Bu kanunun ardından 2006 yılında Hayvanların Korunmasına Dair Uygulama Yönetmeliği çıkarılmıştır. Bu düzenlemeler, sokak hayvanlarının sorumluluğunu belediyelere veriyor. Ne var ki sorun hayvan derneklerinin de kamunun da içini rahatlatacak çözüme ulaşmaya yetmedi. Daha net ve belirgin mevzuatlara ihtiyaç var.

2022 verilerine göre Türkiye’de 10 milyon sokak hayvanı bulunuyor. Bu da nüfusun %8’i kadar olduklarını gösterir.

2021 yılından bu yana hayvan hakları ile ilgili 25 adet yazılı soru önergesi verildi

TBMM’nin sitesinde yer alan “Yazılı Soru Önergeleri” kısmında “hayvan hakları”, “sokak köpekleri”, “köpek” ve “sokak hayvanları” anahtar kelimelerini arattık. İnceleme sonuçlarımıza göre 2021 yılından bu yana (Mayıs 2022) hayvan hakları ile ilgili toplam 23 yazılı soru önergesi verilmiş.

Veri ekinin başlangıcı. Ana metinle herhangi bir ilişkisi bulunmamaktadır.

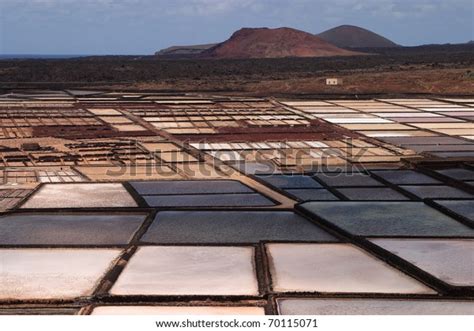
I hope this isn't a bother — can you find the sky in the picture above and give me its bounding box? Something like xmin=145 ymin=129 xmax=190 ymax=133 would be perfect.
xmin=0 ymin=0 xmax=474 ymax=55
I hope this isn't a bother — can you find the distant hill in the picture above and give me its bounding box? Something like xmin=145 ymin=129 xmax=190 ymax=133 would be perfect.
xmin=202 ymin=28 xmax=364 ymax=59
xmin=155 ymin=44 xmax=217 ymax=56
xmin=317 ymin=25 xmax=399 ymax=48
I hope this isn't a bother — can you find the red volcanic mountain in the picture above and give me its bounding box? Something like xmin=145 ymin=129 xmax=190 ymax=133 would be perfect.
xmin=202 ymin=28 xmax=364 ymax=59
xmin=318 ymin=25 xmax=399 ymax=48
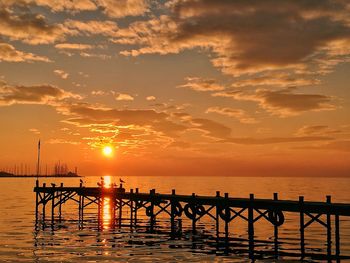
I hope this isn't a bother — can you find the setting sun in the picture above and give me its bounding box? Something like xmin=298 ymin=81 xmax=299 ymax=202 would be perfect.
xmin=102 ymin=146 xmax=113 ymax=157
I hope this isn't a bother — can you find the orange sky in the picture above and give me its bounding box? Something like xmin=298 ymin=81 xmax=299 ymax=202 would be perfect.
xmin=0 ymin=0 xmax=350 ymax=176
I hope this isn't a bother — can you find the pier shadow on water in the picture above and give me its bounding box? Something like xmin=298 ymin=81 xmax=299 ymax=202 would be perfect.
xmin=34 ymin=178 xmax=350 ymax=262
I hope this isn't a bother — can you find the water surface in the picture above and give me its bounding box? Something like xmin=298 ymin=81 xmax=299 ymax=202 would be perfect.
xmin=0 ymin=176 xmax=350 ymax=262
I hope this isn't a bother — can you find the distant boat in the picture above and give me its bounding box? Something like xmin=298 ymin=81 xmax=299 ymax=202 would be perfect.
xmin=0 ymin=171 xmax=81 ymax=177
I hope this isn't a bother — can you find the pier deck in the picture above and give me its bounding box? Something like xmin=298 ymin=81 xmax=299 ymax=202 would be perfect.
xmin=34 ymin=181 xmax=350 ymax=261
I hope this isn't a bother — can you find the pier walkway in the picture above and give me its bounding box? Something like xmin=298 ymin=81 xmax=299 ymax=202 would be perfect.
xmin=34 ymin=181 xmax=350 ymax=262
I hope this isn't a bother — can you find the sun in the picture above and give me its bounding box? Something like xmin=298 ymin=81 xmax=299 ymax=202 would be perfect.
xmin=102 ymin=146 xmax=113 ymax=157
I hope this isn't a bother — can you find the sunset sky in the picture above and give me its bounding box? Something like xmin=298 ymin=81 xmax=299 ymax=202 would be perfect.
xmin=0 ymin=0 xmax=350 ymax=176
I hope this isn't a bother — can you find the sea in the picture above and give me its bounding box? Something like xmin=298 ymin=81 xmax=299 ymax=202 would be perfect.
xmin=0 ymin=175 xmax=350 ymax=262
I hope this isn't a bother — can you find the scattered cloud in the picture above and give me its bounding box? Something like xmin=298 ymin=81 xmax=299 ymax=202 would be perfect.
xmin=0 ymin=84 xmax=81 ymax=106
xmin=206 ymin=107 xmax=258 ymax=124
xmin=177 ymin=77 xmax=225 ymax=91
xmin=0 ymin=43 xmax=51 ymax=62
xmin=224 ymin=136 xmax=333 ymax=145
xmin=91 ymin=90 xmax=108 ymax=96
xmin=64 ymin=19 xmax=119 ymax=37
xmin=232 ymin=72 xmax=321 ymax=88
xmin=29 ymin=128 xmax=40 ymax=135
xmin=114 ymin=0 xmax=350 ymax=81
xmin=0 ymin=8 xmax=66 ymax=45
xmin=191 ymin=118 xmax=231 ymax=138
xmin=114 ymin=93 xmax=134 ymax=101
xmin=53 ymin=69 xmax=69 ymax=79
xmin=97 ymin=0 xmax=149 ymax=18
xmin=296 ymin=125 xmax=341 ymax=136
xmin=55 ymin=43 xmax=93 ymax=50
xmin=0 ymin=0 xmax=148 ymax=18
xmin=213 ymin=88 xmax=336 ymax=117
xmin=47 ymin=138 xmax=81 ymax=145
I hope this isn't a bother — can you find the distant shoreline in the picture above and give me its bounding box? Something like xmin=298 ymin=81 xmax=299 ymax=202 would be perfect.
xmin=0 ymin=175 xmax=82 ymax=178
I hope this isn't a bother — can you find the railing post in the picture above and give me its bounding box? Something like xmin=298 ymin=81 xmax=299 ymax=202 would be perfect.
xmin=43 ymin=183 xmax=46 ymax=227
xmin=130 ymin=189 xmax=134 ymax=228
xmin=134 ymin=188 xmax=139 ymax=226
xmin=248 ymin=194 xmax=254 ymax=260
xmin=215 ymin=191 xmax=220 ymax=242
xmin=335 ymin=214 xmax=340 ymax=262
xmin=299 ymin=196 xmax=305 ymax=259
xmin=326 ymin=195 xmax=332 ymax=260
xmin=192 ymin=193 xmax=197 ymax=234
xmin=35 ymin=180 xmax=39 ymax=225
xmin=273 ymin=193 xmax=278 ymax=258
xmin=170 ymin=189 xmax=176 ymax=237
xmin=150 ymin=189 xmax=156 ymax=232
xmin=58 ymin=183 xmax=63 ymax=222
xmin=225 ymin=193 xmax=230 ymax=249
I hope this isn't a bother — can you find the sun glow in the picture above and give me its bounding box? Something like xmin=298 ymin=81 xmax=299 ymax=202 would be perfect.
xmin=102 ymin=146 xmax=113 ymax=157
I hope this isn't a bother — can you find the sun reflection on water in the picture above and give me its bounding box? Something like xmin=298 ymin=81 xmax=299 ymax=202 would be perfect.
xmin=102 ymin=175 xmax=112 ymax=229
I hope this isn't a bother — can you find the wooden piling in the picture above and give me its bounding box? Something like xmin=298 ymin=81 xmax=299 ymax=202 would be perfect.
xmin=130 ymin=189 xmax=134 ymax=228
xmin=326 ymin=195 xmax=332 ymax=260
xmin=335 ymin=215 xmax=340 ymax=262
xmin=149 ymin=189 xmax=156 ymax=233
xmin=248 ymin=194 xmax=254 ymax=260
xmin=273 ymin=193 xmax=278 ymax=258
xmin=299 ymin=196 xmax=305 ymax=260
xmin=215 ymin=191 xmax=221 ymax=241
xmin=170 ymin=189 xmax=176 ymax=237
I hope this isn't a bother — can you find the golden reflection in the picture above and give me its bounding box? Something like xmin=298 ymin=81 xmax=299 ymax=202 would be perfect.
xmin=102 ymin=197 xmax=112 ymax=229
xmin=102 ymin=175 xmax=112 ymax=229
xmin=103 ymin=175 xmax=112 ymax=188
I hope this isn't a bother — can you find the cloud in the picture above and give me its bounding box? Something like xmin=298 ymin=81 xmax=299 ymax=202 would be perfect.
xmin=0 ymin=0 xmax=148 ymax=18
xmin=115 ymin=93 xmax=134 ymax=101
xmin=64 ymin=19 xmax=119 ymax=37
xmin=213 ymin=88 xmax=335 ymax=117
xmin=91 ymin=90 xmax=108 ymax=96
xmin=115 ymin=0 xmax=350 ymax=76
xmin=53 ymin=69 xmax=69 ymax=79
xmin=0 ymin=0 xmax=97 ymax=13
xmin=177 ymin=77 xmax=225 ymax=91
xmin=55 ymin=43 xmax=93 ymax=50
xmin=0 ymin=43 xmax=51 ymax=62
xmin=232 ymin=72 xmax=320 ymax=88
xmin=295 ymin=140 xmax=350 ymax=153
xmin=191 ymin=118 xmax=231 ymax=138
xmin=296 ymin=125 xmax=341 ymax=136
xmin=0 ymin=84 xmax=81 ymax=106
xmin=223 ymin=136 xmax=332 ymax=145
xmin=206 ymin=107 xmax=257 ymax=124
xmin=47 ymin=138 xmax=81 ymax=145
xmin=97 ymin=0 xmax=148 ymax=18
xmin=28 ymin=128 xmax=40 ymax=135
xmin=0 ymin=8 xmax=67 ymax=45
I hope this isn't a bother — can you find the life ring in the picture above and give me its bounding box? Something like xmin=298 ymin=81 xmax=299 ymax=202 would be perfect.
xmin=171 ymin=202 xmax=183 ymax=217
xmin=268 ymin=210 xmax=284 ymax=226
xmin=146 ymin=206 xmax=153 ymax=217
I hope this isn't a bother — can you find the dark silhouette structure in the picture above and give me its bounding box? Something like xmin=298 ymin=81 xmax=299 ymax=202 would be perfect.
xmin=34 ymin=178 xmax=350 ymax=261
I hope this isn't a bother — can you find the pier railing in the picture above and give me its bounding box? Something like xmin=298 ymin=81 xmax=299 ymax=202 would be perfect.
xmin=34 ymin=181 xmax=350 ymax=261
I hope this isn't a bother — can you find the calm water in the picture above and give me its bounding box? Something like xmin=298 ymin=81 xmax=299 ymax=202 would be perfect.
xmin=0 ymin=177 xmax=350 ymax=262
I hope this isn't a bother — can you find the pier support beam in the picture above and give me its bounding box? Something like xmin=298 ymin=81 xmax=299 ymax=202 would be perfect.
xmin=170 ymin=189 xmax=176 ymax=237
xmin=299 ymin=196 xmax=305 ymax=260
xmin=248 ymin=194 xmax=254 ymax=260
xmin=273 ymin=193 xmax=278 ymax=258
xmin=326 ymin=195 xmax=332 ymax=261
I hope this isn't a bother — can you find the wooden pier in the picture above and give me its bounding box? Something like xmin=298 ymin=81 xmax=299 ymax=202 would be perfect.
xmin=34 ymin=180 xmax=350 ymax=262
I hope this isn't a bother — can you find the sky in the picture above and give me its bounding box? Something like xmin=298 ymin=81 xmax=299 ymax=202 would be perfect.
xmin=0 ymin=0 xmax=350 ymax=177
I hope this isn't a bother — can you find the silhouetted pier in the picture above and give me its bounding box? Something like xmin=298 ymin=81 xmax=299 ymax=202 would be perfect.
xmin=34 ymin=181 xmax=350 ymax=262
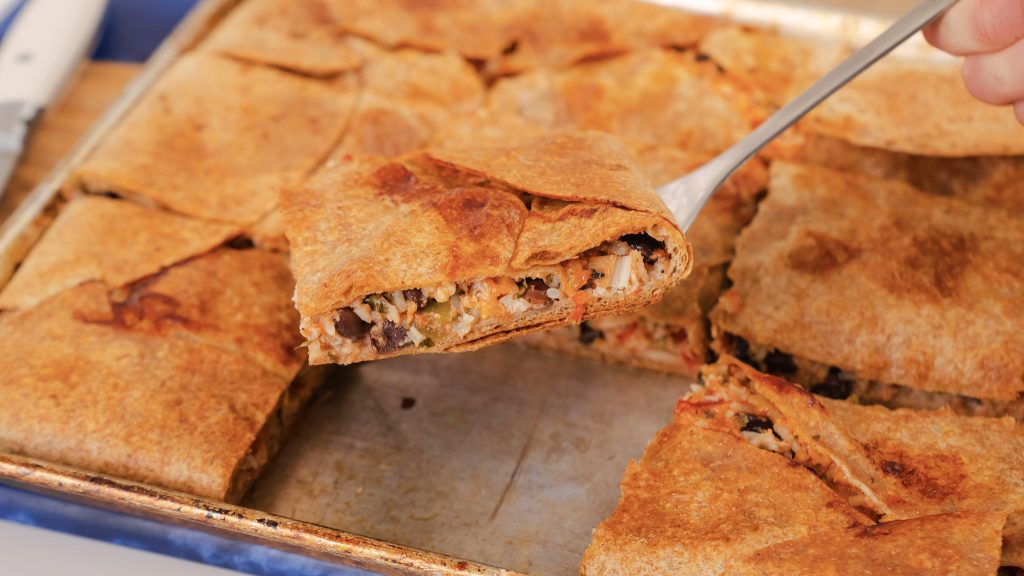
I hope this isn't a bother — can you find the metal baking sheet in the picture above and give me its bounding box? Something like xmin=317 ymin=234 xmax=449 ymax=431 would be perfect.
xmin=0 ymin=0 xmax=935 ymax=575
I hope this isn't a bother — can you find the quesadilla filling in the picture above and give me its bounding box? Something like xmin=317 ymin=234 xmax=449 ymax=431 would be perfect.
xmin=723 ymin=334 xmax=1024 ymax=421
xmin=685 ymin=366 xmax=883 ymax=521
xmin=526 ymin=315 xmax=705 ymax=374
xmin=301 ymin=234 xmax=670 ymax=358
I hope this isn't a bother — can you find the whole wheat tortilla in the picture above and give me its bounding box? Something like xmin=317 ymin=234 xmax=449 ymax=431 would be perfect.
xmin=283 ymin=133 xmax=690 ymax=363
xmin=713 ymin=162 xmax=1024 ymax=400
xmin=0 ymin=196 xmax=240 ymax=308
xmin=74 ymin=53 xmax=355 ymax=223
xmin=725 ymin=511 xmax=1006 ymax=576
xmin=0 ymin=283 xmax=289 ymax=500
xmin=581 ymin=402 xmax=866 ymax=576
xmin=200 ymin=0 xmax=362 ymax=76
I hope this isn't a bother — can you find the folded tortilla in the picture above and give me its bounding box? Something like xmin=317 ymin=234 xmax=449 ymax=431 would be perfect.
xmin=282 ymin=132 xmax=691 ymax=364
xmin=767 ymin=130 xmax=1024 ymax=214
xmin=0 ymin=196 xmax=241 ymax=310
xmin=200 ymin=0 xmax=362 ymax=76
xmin=580 ymin=389 xmax=869 ymax=576
xmin=485 ymin=0 xmax=717 ymax=75
xmin=523 ymin=148 xmax=768 ymax=377
xmin=487 ymin=48 xmax=764 ymax=154
xmin=712 ymin=162 xmax=1024 ymax=417
xmin=325 ymin=0 xmax=522 ymax=60
xmin=0 ymin=279 xmax=316 ymax=501
xmin=74 ymin=53 xmax=355 ymax=224
xmin=726 ymin=511 xmax=1005 ymax=576
xmin=802 ymin=58 xmax=1024 ymax=158
xmin=700 ymin=357 xmax=1024 ymax=566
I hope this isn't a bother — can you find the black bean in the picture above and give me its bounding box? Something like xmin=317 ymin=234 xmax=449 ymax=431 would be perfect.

Soru önergelerinin konu başlıkları şu şekilde:

  • Barınak koşullarının iyileştirilmesi,
  • Hayvan haklarının korunması için yürütülen çalışmalar,
  • Gaziantep Hayvanat Bahçesine ve hayvan hakları yasasının ne zaman çıkarılacağı,
  • Hayvan hakları konusundaki kanun önerisi çalışmaları,
  • Türkiye’deki kobay üretim merkezleri ile hayvanlar üzerinde deney yapan merkezlere ve hayvan haklarına ilişkin,
  • Hayvan haklarına yönelik yasal düzenleme çalışmaları,
  • Hayvan haklarının korunması konusunda yapılan çalışmalara ve at yarışlarının yasaklanması talebine ilişkin,
  • Sahipsiz sokak köpeklerine yönelik alınacak önlemlere ilişkin,
  • Türkiye geneli ve Kocaeli özelinde sokak köpekleri için uygulanan düzenlemelere ilişkin,
  • Kedi ve köpek satışının durdurulması talebine ilişkin,
  • Kedi ve köpek mamalarındaki KDV oranının düşürülmesi önerisine ilişkin, (i)
  • Sahipsiz sokak köpeklerine yönelik alınacak önlemlere ilişkin,
  • Kedi ve köpek mamalarına uygulanan KDV oranının düşürülmesi talebine ilişkin, (ii)
  • Yasa dışı köpek dövüşlerinin engellenmesine ilişkin,
  • Kedi ve köpek mamalarından alınan KDV oranına ilişkin, (iii)
  • Sokak hayvanlarının toplanmasına ilişkin,
  • Van’ın Erciş ilçesinde sokak hayvanlarının ölü bulunduğu iddiasına ilişkin,
  • Bakanlığın desteklediği sokak hayvanlarına yönelik barınak yapımı projelerine ilişkin,
  • Sokak hayvanları rehabilitasyon ve bakım merkezlerinin denetimine ilişkin,
  • Toplatılan sokak hayvanlarının bakımına ve sahiplendirilmesine ilişkin,
  • Bingöl’ün Kiğı ilçesindeki eski su tesisatının değiştirilmesi ile sokak hayvanlarının durumlarına ilişkin,
  • Pandemide sokak hayvanlarının korunmasına yönelik çalışmalara ve hayvan barınaklarına ilişkin.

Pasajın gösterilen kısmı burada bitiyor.